OT: Ruth 2:1-4:22
The story of Ruth and Boaz always does the same thing to me. At first, I get totally caught up in the love story. Boaz is so great to Ruth, so protective. I have always liked his kindness and generosity toward Ruth, but in light of what we have been reading in Judges, I now appreciate it 1,000 times more. This is how people are supposed to act! And I love why Boaz like Ruth. He does seem to be physically attracted to her, since he notices her in the fields and asks about her. But it's not just physical attraction; he seems to genuinely respect her goodness and her hard work. He praises her dedication to Naomi, and tries to help her without embarrassing her. I love it. This could be the beginning of a beautiful relationship...

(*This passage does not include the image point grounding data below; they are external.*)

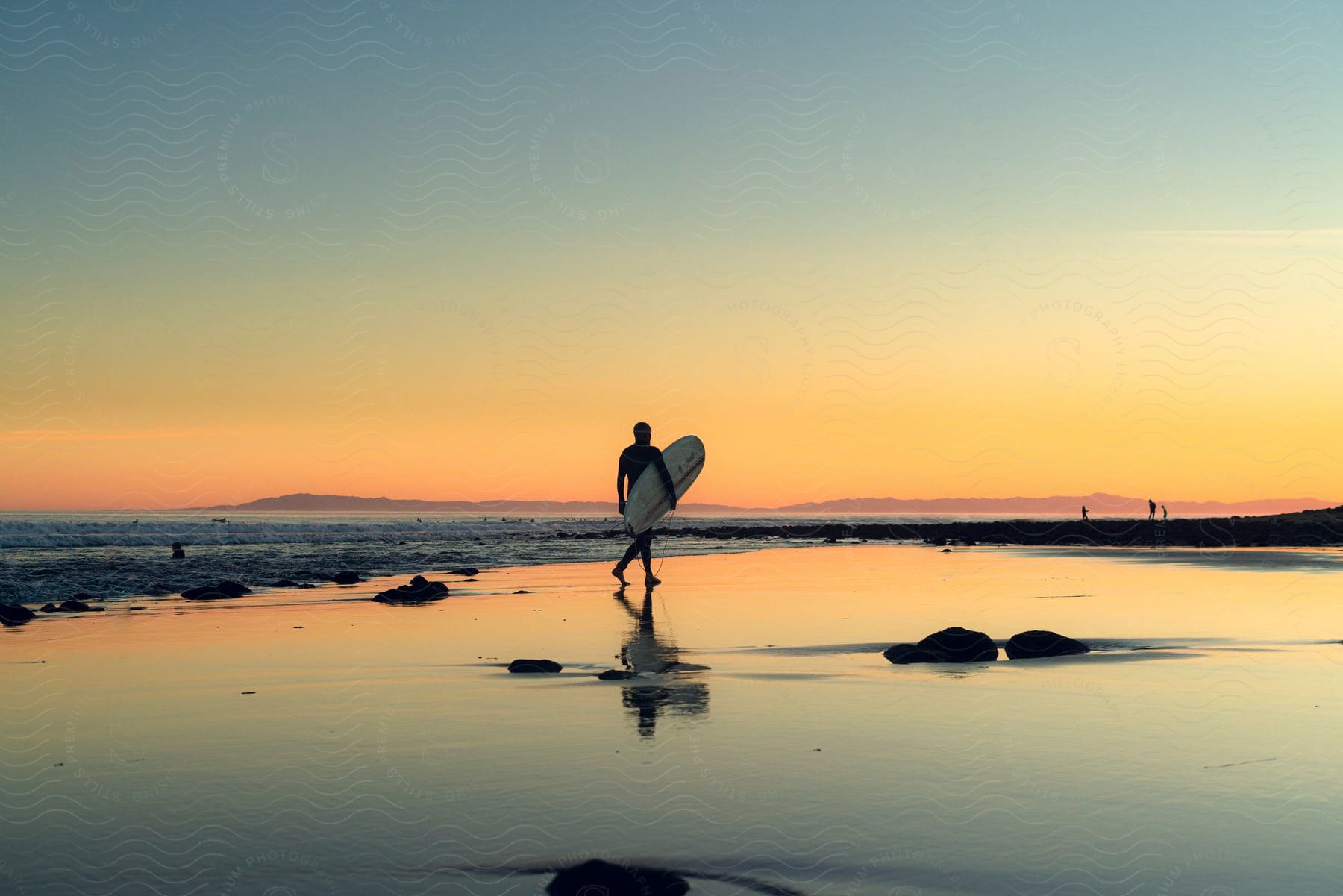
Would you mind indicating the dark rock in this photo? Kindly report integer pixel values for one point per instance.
(1030, 645)
(907, 653)
(78, 606)
(419, 590)
(962, 645)
(222, 592)
(604, 879)
(533, 665)
(15, 614)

...but then, harvest time passes...and nothing happens (2:23).
Really? Really, Boaz?
Finally, Naomi takes matters into her own hands and gives Ruth some perplexing instructions, which basically seem to amount to, "Go throw yourself at him." I've heard lessons on Ruth, but I have forgotten what is going on culturally with Ruth lying down at the feet of a drunk, sleeping man. I can't quite put my finger on the specific symbolism there, but the overall message seems to be, "I'm yours. Please take me." Boaz likes this (you think?), but then he is so daggone proper about all that needs to be done. I appreciate his deference to society's rules and his refusal to be carried away by passion, but I was not so appreciative of the way he worded it: "There is a kinsman-redeemer nearer than I...[I]f he wants to redeem, good; let him redeem. But if he is not willing, as surely as the Lord lives I will do it" (3:12-13). He acts like it is nothing to him if this other man marries Ruth or if he does. I get the feeling he cares more than those words let on, but still. Word choice is important, Boaz!

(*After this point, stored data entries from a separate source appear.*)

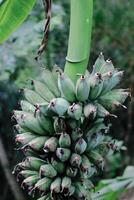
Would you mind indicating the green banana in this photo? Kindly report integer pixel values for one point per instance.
(45, 122)
(64, 140)
(114, 98)
(43, 185)
(32, 97)
(75, 111)
(37, 143)
(97, 159)
(73, 124)
(82, 89)
(99, 63)
(56, 186)
(80, 146)
(48, 170)
(51, 144)
(32, 163)
(75, 160)
(59, 125)
(59, 106)
(27, 107)
(71, 171)
(28, 121)
(96, 90)
(46, 197)
(58, 166)
(85, 165)
(90, 111)
(19, 129)
(25, 138)
(30, 181)
(76, 134)
(66, 87)
(63, 154)
(66, 184)
(27, 173)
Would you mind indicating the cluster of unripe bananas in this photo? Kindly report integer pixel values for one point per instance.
(61, 129)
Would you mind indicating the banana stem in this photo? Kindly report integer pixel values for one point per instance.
(79, 38)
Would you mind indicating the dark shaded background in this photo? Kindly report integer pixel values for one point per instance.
(113, 34)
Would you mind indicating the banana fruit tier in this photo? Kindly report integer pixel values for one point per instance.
(62, 127)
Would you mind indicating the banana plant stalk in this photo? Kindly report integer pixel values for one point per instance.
(79, 38)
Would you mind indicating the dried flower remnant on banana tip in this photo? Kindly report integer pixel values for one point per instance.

And I know that it is a different time period and culture and blah, blah, blah, but it will never get fun to read about women being treated as property. Boaz broaches the topic with the other kinsman-redeemer by talking about a field. And oh yeah, if you buy it, you will also "acquire" Ruth. She's thrown in for free. I know that Boaz probably had a specific reason that he went about things this way (since we learned when Abraham bought that field from Ephron that these transactions were complicated and that they involved a fair amount of show), but still. It wasn't incredibly cool to read.

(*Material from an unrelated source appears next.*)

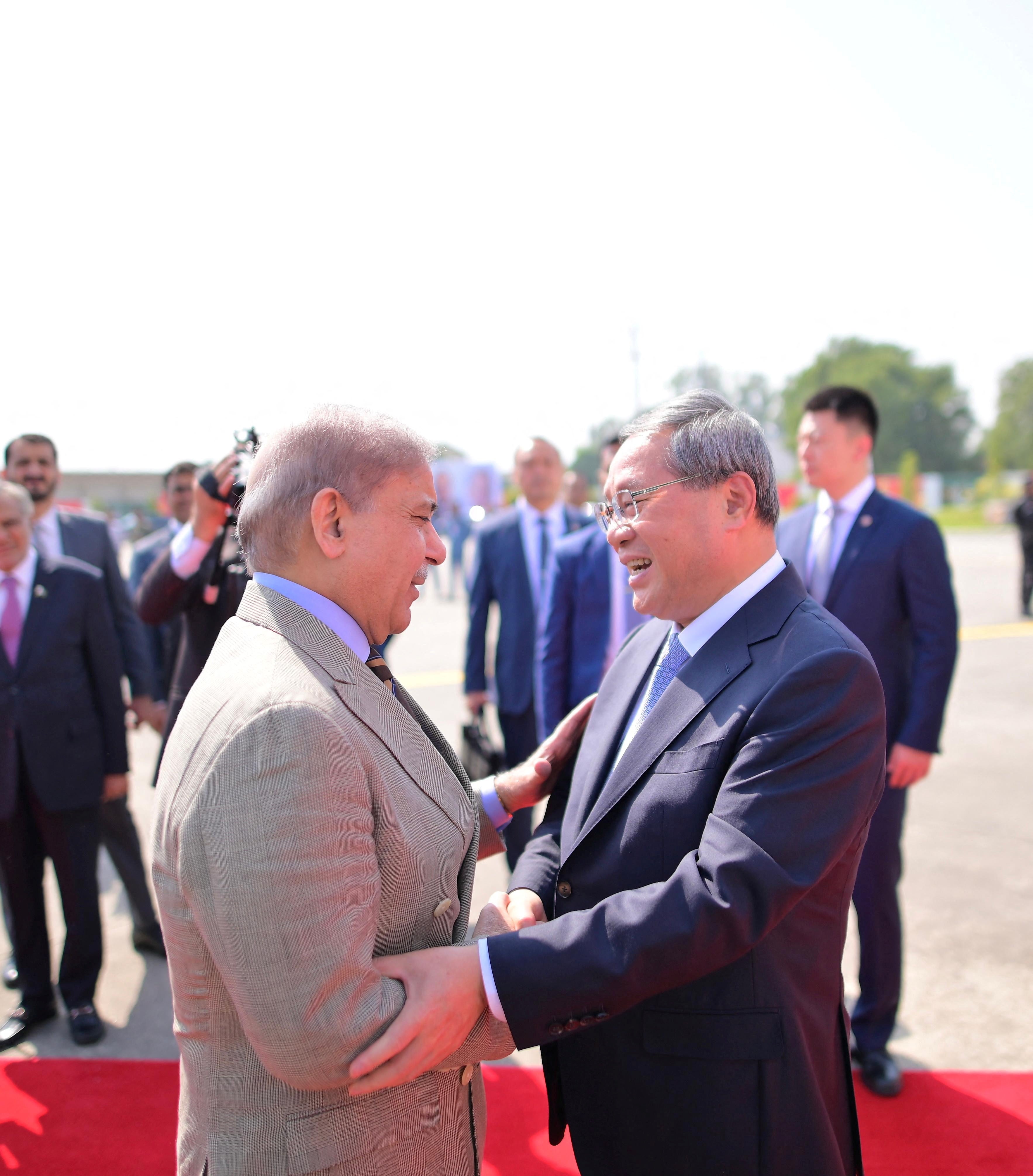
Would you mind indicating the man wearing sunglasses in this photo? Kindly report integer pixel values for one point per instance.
(682, 921)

I also love the story of the birth of Ruth's son. I liked how the women told Naomi that Ruth "is better to you than seven sons" (15). I also love how it says, "Naomi took the child, laid him in her lap and cared for him. The women living there said, 'Naomi has a son'" (16-17). Something tells me from those verses that Obed had a good Gaga:).
NT: John 4:43-54
Jesus says an interesting thing to the royal official with the sick son. When the official begs Jesus to come and heal his son, Jesus tells him, "Unless you people see miraculous signs and wonders, you will never believe" (48). That seems a bit harsh, and I can picture the official thinking, "I don't want to see miraculous signs and wonders for their own sake; I want my son to be healed! I couldn't care less about just seeing miraculous signs!" I don't know quite what to make of it, but two things did occur to me. One, this response continues the character of John's Jesus as a somewhat harsh, defensive figure. So far, Jesus has wreaked havoc on the temple, chastised Nicodemus for being so blind, and fussed at this royal official. It also shows that Jesus' chief concern is not physical healing but the belief of the people. As Jesus makes clear with the healing of the paralytic, the purpose of the physical healing is to highlight the possibility of spiritual healing. And so, His chief concern is not for this boy's life, but for spiritual life for all the witnesses. That makes sense, in light of an eternal perspective that says we are saved by belief in Jesus. I also like to keep in mind, though, that Jesus does some things out of sheer compassion, as when he raised the widow's son from the dead.
Psalm 105: 16-36
The opening verses of this psalm say, "Give thanks to the Lord, call on his name; make known among the nations what he has done. Sing to him, sing praise to him; tell of all his wonderful acts" (1-2). That is exactly what the psalmist is doing in the portion we read today. In these verses, God's sovereignty and omnipotence is highlighted. There is really nothing pleasant in what the psalmist recounts. The two main themes are suffering and God's control. The psalmist makes it clear that God orchestrated all that happened. Depending on your viewpoint, that can be a horrific thing or a comforting thing. It can be horrific if you don't trust God or if you rely on your own perception of good and bad. But if you do trust that God has a vision and a plan beyond our understanding, it is comforting to think that He is in control of all things, including the bad.
I love the idea of our fear of the Lord being a refuge for our children and a fountain of life.